- Chapitre 1 : Le Palais d'été, c'est quoi ?
Les empereurs chinois avaient du goût. C'est comme ça. Alors, dés les premiers rayons de soleils, au lieu d'aller s'entasser avec la populasse à Valras, les empereurs choisissaient une destination alternative : le Palais d'été. Et il faut dire que c'est plutôt un bon choix : il a été spécialement bâti pour ça, il est immense, il est beau, on y trouve toutes les commodités, et on y constate bien moins d'accident de parasols qu'à Narbonne par exemple. Cerise sur le gateau, il est à moins de 25 minutes de la Cité Interdite, alors vraiment, pourquoi hésiter ?
Voilà pour l'introduction, prenons un taxi et dirigeons nous vers ce lieu magique pour la journée !
- Chapitre 2 : Mauvais temps, ou presque.
Pour notre visite du jour, force est de constater que la météo ne nous gâte pas... En effet une fine bruine s'est abbatue sur la ville, et c'est la première fois que nous sommes confrontés à ce type d'élément déchainé. Une fois arrivé à destination, la bruine cesse, le ciel reste couvert mais celà nous permettra de ne pas mourrir de chaud pendant les 4 heures de treeking qui arrivent. En gros tout celà est plutôt une bonne opération.
Pour faire court, le Palais d'été, c'est un peu la rencontre de la Cité Interdite et de la nature. Les parcs sont immenses, le palais s'étend sur une superficie énorme (rien que le lac central dépasse allégrement les 2 km²), il est partagé entre les temples, les lacs, les collines, les forêts, les ponts et les groupes de touristes. Et le tout est vraiment magnifique.

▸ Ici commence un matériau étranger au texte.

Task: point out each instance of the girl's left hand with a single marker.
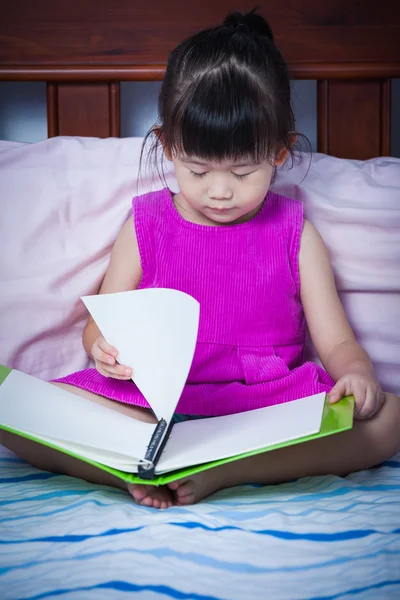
(366, 390)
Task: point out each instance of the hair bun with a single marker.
(251, 21)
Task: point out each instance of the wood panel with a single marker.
(101, 32)
(79, 109)
(354, 118)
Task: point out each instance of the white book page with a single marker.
(30, 405)
(155, 333)
(201, 441)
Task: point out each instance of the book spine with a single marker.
(146, 469)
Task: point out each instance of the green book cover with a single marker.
(336, 418)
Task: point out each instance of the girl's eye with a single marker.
(199, 175)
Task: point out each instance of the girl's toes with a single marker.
(139, 492)
(186, 489)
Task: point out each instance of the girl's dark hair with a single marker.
(226, 94)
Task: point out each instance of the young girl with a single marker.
(260, 272)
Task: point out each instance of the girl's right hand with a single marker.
(104, 357)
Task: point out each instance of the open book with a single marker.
(155, 332)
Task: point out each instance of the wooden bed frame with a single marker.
(82, 49)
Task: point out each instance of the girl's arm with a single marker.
(344, 359)
(124, 273)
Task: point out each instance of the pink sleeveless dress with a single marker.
(252, 333)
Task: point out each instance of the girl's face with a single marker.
(221, 193)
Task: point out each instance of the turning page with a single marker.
(155, 333)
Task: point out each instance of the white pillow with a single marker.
(355, 205)
(65, 199)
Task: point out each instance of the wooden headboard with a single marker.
(82, 49)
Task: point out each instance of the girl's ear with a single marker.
(159, 133)
(283, 153)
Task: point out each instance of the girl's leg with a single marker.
(369, 443)
(48, 459)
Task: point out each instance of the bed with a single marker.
(317, 538)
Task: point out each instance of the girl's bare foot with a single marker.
(150, 495)
(192, 489)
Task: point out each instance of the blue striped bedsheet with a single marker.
(320, 538)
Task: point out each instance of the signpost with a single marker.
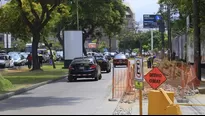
(139, 70)
(151, 21)
(139, 80)
(155, 78)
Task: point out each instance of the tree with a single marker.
(35, 15)
(18, 45)
(130, 40)
(96, 14)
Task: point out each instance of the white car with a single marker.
(6, 61)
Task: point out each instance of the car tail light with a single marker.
(71, 68)
(93, 66)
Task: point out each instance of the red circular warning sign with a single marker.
(155, 78)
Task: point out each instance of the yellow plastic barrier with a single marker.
(161, 102)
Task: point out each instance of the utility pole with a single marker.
(169, 32)
(77, 15)
(197, 42)
(152, 41)
(162, 30)
(110, 43)
(7, 43)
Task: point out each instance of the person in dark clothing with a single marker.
(29, 58)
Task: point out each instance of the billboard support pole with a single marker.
(152, 41)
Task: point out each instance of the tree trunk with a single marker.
(36, 38)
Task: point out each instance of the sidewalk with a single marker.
(135, 108)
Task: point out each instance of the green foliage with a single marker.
(5, 84)
(136, 50)
(102, 45)
(18, 45)
(130, 40)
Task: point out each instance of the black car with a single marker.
(84, 67)
(104, 63)
(120, 59)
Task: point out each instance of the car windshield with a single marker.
(1, 57)
(120, 56)
(81, 61)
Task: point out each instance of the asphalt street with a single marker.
(84, 97)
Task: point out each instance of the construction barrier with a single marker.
(181, 76)
(189, 80)
(123, 81)
(161, 102)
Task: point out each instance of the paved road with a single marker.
(62, 97)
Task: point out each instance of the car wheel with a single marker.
(70, 79)
(97, 78)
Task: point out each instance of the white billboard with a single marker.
(5, 40)
(139, 75)
(73, 44)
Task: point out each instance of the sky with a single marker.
(141, 7)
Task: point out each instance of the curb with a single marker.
(23, 90)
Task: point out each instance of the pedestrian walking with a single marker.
(29, 58)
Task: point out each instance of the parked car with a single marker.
(19, 60)
(104, 63)
(120, 59)
(6, 61)
(108, 57)
(84, 67)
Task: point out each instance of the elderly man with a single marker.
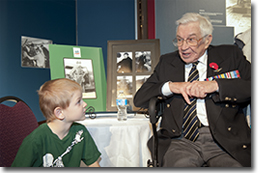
(205, 88)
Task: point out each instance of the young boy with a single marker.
(60, 142)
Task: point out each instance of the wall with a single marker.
(103, 20)
(97, 21)
(53, 20)
(168, 11)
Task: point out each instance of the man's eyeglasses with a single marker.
(191, 41)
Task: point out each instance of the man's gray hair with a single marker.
(206, 27)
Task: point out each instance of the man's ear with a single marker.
(59, 113)
(208, 41)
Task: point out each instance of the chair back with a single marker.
(16, 122)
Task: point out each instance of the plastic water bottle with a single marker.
(121, 103)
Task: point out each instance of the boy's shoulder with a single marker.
(77, 126)
(41, 131)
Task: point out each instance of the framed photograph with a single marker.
(81, 71)
(84, 65)
(129, 64)
(35, 52)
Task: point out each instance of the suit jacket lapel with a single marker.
(177, 105)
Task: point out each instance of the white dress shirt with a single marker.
(202, 68)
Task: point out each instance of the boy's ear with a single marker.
(58, 113)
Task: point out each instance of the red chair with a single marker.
(16, 123)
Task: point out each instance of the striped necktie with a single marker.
(190, 119)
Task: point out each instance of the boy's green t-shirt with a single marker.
(44, 148)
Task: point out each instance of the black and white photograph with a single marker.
(125, 83)
(124, 62)
(140, 80)
(81, 71)
(129, 64)
(143, 61)
(35, 52)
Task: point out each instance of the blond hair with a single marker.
(56, 93)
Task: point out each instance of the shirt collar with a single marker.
(203, 58)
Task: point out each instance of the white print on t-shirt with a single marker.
(48, 158)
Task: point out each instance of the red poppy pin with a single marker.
(215, 67)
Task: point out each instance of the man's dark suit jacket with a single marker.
(224, 108)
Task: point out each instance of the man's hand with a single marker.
(198, 89)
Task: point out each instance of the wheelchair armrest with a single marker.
(155, 109)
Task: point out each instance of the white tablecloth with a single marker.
(122, 143)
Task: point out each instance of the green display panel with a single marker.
(84, 65)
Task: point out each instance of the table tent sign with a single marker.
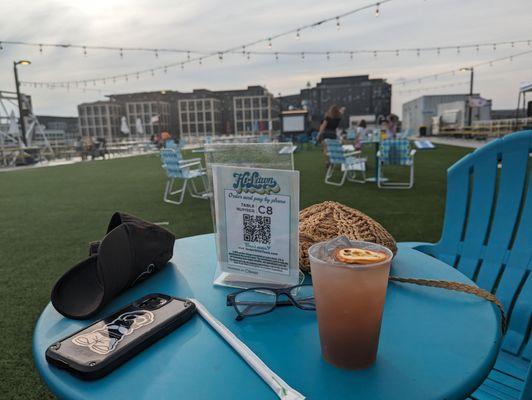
(256, 213)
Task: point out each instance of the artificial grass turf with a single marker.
(49, 215)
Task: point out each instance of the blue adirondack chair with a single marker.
(487, 235)
(395, 152)
(349, 163)
(188, 170)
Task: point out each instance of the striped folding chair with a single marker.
(188, 170)
(395, 152)
(349, 163)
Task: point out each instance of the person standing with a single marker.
(330, 123)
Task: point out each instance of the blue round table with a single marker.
(434, 344)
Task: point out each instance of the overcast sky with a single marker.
(209, 25)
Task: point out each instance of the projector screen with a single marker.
(294, 123)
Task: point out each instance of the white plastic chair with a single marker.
(349, 163)
(395, 152)
(178, 168)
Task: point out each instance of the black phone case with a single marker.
(98, 349)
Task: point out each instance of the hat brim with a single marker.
(79, 292)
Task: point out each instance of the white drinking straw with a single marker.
(280, 387)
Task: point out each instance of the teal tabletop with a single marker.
(434, 344)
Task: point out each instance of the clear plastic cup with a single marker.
(349, 303)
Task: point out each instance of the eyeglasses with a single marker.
(262, 300)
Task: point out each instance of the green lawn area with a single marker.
(49, 215)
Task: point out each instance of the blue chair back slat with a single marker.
(480, 206)
(170, 159)
(512, 181)
(458, 182)
(516, 340)
(335, 151)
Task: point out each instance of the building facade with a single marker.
(100, 119)
(193, 114)
(200, 117)
(419, 112)
(154, 117)
(360, 95)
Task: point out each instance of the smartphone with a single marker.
(95, 351)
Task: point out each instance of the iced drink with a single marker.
(349, 302)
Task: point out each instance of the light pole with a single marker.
(19, 98)
(469, 108)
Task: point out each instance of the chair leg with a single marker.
(168, 192)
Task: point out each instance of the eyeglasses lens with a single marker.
(253, 302)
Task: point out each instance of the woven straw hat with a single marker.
(329, 219)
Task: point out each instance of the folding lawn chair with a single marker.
(395, 152)
(349, 163)
(178, 168)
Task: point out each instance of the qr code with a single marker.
(257, 229)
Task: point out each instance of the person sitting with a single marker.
(330, 123)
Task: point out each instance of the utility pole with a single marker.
(469, 108)
(19, 99)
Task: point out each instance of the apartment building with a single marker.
(154, 116)
(100, 119)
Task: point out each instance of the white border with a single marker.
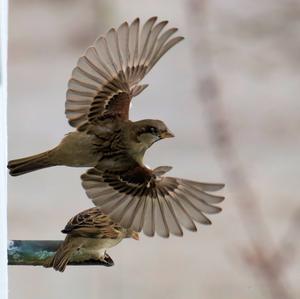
(3, 149)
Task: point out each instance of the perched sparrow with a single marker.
(89, 234)
(103, 83)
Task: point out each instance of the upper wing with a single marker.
(92, 223)
(107, 75)
(144, 200)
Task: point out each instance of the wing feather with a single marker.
(142, 199)
(111, 69)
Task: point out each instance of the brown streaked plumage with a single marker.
(100, 90)
(89, 234)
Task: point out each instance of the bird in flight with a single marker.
(103, 83)
(89, 234)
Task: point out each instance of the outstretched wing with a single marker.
(143, 199)
(107, 75)
(92, 223)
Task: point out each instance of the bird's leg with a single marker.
(107, 259)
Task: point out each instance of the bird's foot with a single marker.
(107, 260)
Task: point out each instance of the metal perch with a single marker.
(36, 252)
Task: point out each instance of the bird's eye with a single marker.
(153, 130)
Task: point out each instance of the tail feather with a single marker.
(28, 164)
(61, 258)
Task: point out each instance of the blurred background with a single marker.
(229, 92)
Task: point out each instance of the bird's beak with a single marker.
(167, 134)
(135, 236)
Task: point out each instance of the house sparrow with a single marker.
(89, 234)
(103, 83)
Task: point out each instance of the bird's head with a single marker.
(132, 234)
(148, 131)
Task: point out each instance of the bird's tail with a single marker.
(28, 164)
(62, 256)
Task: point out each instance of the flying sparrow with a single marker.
(100, 90)
(89, 234)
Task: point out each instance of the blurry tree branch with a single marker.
(262, 255)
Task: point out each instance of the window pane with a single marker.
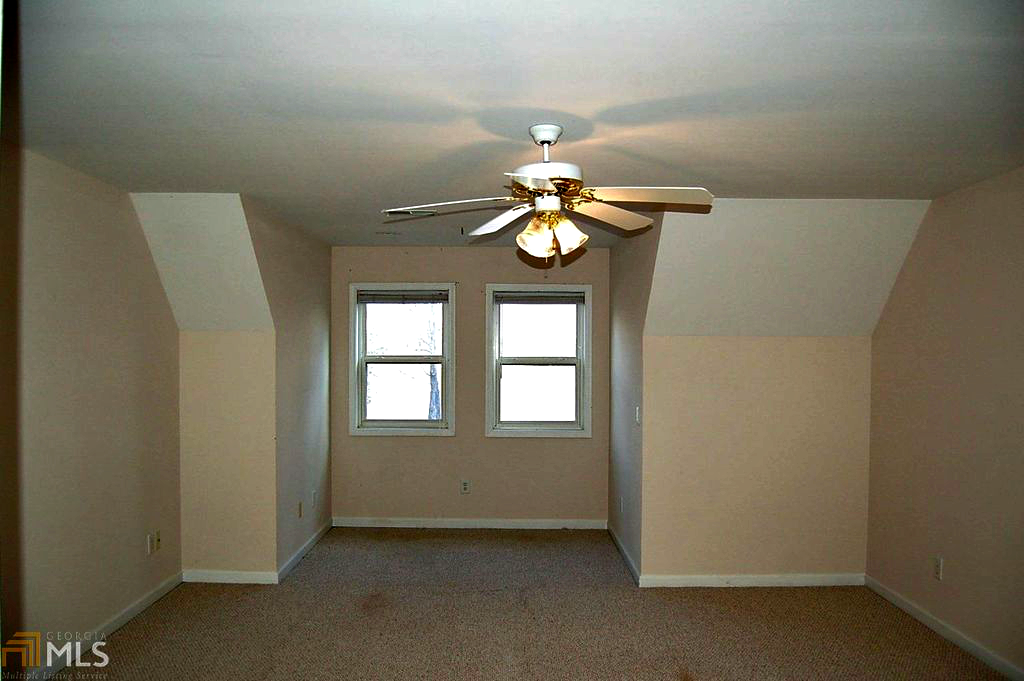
(539, 330)
(538, 393)
(404, 328)
(403, 392)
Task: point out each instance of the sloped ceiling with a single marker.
(204, 253)
(779, 267)
(328, 112)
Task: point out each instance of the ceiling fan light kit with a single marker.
(548, 187)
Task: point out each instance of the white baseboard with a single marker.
(228, 577)
(788, 580)
(946, 631)
(298, 555)
(627, 558)
(475, 523)
(120, 620)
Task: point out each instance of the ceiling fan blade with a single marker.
(623, 219)
(694, 196)
(534, 182)
(430, 209)
(506, 218)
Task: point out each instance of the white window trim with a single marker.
(584, 341)
(355, 340)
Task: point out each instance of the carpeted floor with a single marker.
(515, 604)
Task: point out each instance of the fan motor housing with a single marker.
(566, 176)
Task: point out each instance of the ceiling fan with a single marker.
(548, 187)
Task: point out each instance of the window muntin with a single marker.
(401, 372)
(539, 360)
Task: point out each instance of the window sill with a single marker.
(402, 432)
(538, 432)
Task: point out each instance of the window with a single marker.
(401, 375)
(538, 360)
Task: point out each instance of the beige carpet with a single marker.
(516, 604)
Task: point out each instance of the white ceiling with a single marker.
(330, 111)
(779, 267)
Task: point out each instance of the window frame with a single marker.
(357, 423)
(584, 360)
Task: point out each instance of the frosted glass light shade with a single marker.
(568, 236)
(537, 239)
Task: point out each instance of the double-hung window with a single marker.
(539, 340)
(401, 377)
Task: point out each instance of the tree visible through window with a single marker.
(401, 357)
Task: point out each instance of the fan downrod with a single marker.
(546, 133)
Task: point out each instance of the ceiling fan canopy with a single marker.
(548, 187)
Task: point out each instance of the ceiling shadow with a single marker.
(514, 122)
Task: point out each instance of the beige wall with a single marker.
(755, 456)
(632, 266)
(227, 451)
(511, 477)
(947, 403)
(296, 273)
(99, 403)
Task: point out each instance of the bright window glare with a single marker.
(403, 392)
(538, 330)
(538, 393)
(403, 329)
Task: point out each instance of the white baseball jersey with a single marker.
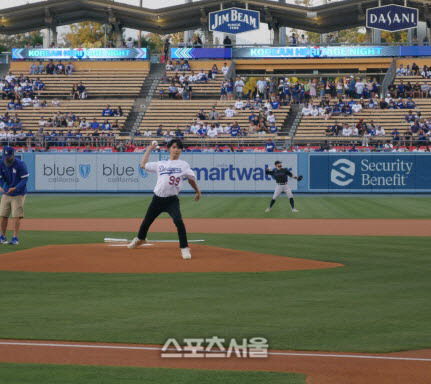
(170, 176)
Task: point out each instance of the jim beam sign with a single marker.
(392, 18)
(234, 20)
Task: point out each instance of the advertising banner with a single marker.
(392, 18)
(201, 53)
(314, 52)
(234, 20)
(369, 173)
(120, 172)
(79, 53)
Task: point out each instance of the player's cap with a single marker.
(8, 152)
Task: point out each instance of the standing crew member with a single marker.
(170, 176)
(13, 186)
(281, 176)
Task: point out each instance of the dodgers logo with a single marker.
(342, 172)
(84, 170)
(142, 172)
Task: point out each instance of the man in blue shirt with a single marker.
(270, 146)
(13, 186)
(108, 111)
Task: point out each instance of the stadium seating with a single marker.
(89, 109)
(171, 113)
(100, 80)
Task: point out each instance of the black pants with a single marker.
(170, 205)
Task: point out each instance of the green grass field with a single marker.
(42, 374)
(377, 302)
(316, 207)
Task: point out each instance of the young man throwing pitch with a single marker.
(281, 176)
(170, 176)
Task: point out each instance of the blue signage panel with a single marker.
(201, 53)
(314, 52)
(234, 20)
(79, 53)
(369, 173)
(392, 18)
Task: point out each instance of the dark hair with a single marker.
(176, 141)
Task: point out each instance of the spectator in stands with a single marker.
(59, 68)
(7, 91)
(401, 71)
(380, 131)
(106, 126)
(408, 137)
(410, 104)
(270, 118)
(38, 85)
(50, 68)
(172, 91)
(26, 101)
(108, 111)
(40, 68)
(229, 89)
(214, 71)
(75, 92)
(224, 69)
(401, 90)
(347, 131)
(69, 68)
(396, 139)
(230, 112)
(187, 91)
(214, 115)
(115, 125)
(33, 68)
(82, 91)
(201, 115)
(94, 124)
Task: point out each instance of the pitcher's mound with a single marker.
(159, 258)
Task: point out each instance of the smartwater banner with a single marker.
(121, 172)
(369, 173)
(79, 53)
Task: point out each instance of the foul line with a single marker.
(173, 349)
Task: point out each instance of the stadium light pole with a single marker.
(140, 32)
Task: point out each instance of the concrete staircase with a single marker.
(145, 96)
(292, 120)
(4, 69)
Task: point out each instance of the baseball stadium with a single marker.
(215, 191)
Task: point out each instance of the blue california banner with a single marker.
(234, 20)
(79, 53)
(373, 173)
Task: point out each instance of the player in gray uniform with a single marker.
(281, 175)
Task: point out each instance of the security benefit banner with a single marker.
(370, 173)
(121, 172)
(92, 172)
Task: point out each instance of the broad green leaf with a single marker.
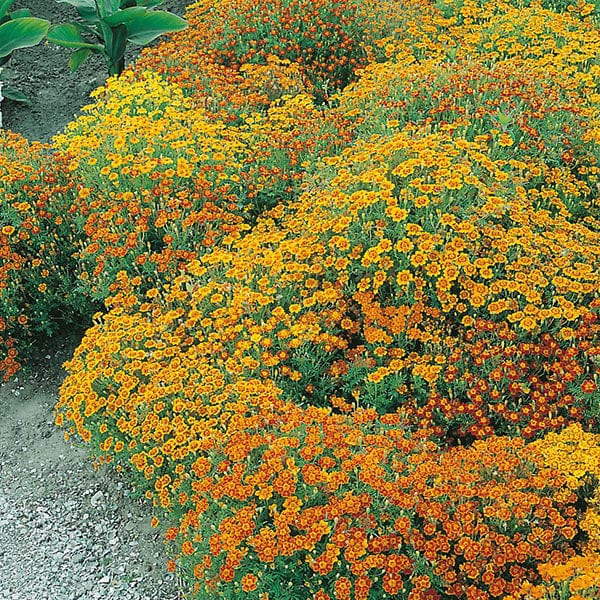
(14, 94)
(68, 35)
(108, 7)
(78, 57)
(21, 33)
(116, 43)
(85, 8)
(148, 27)
(125, 15)
(4, 6)
(149, 3)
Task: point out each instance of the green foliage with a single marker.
(18, 30)
(107, 26)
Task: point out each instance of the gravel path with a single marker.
(67, 531)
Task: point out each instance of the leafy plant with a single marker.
(108, 25)
(18, 29)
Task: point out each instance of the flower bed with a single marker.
(348, 350)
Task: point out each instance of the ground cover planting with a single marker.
(338, 265)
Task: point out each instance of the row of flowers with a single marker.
(334, 324)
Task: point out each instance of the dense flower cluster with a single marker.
(350, 350)
(37, 241)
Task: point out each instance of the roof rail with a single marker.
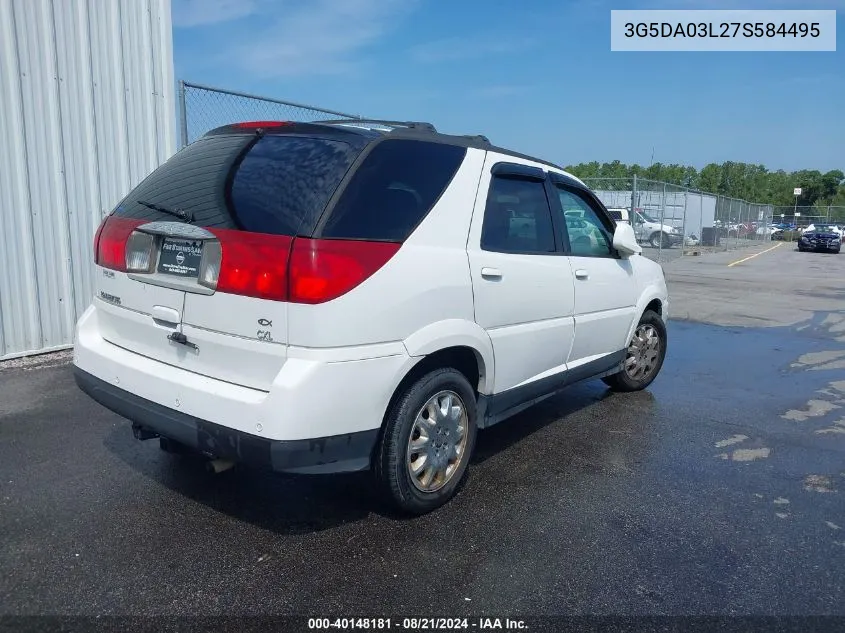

Nous attaquons la visite par la colline de la longévité, et je suppose qu'elle porte ce nom parceque seuls les gens en bone forme peuvent la gravir. De nombreux chemins dallés ou autres escaliers la parcourent, menant à de petits kiosques, de petites places, ou encore des sortes de grottes ou la méditation est obligatoire sous peine d'amende, le tout au milieu d'une humble forêt protégeant des durs rayons du soleil (non disponibles aujourd'hui). Il faudrait plusieurs heures pour arpenter tout les chemins, et nous décidons plutôt de redescendre vers la plaine pour longer le magnifique lac. Au loin un petit pont de pierre ouvragé mène à une petite île (de la taille de la ville de Strasbourg), et un trafic naval s'organise pour rejoindre la rive opposée est ses temples boudhiques. En fait le petit pont de pierre n'est pas petit... Il est juste trés loin... Mais les jardins, les petites maisons, les plantes et les canards nous accompagnent et nous font apprécier la balade. L'île est charmante (et escarpée), mais elle est aussi le lieu de regroupement des 300 èlèves de l'école primaire de communisme. Et, faut-il le rappeler, la politique de la Chine sur l'enfat unique a transformé tout les enfants en rois, et quand le roi veut crier, il crie, y'a rien à lui dire. Nous enchainons donc prudemment sur la traversée du lac en drakkar du dragon qui crache du feu et mange les impudents.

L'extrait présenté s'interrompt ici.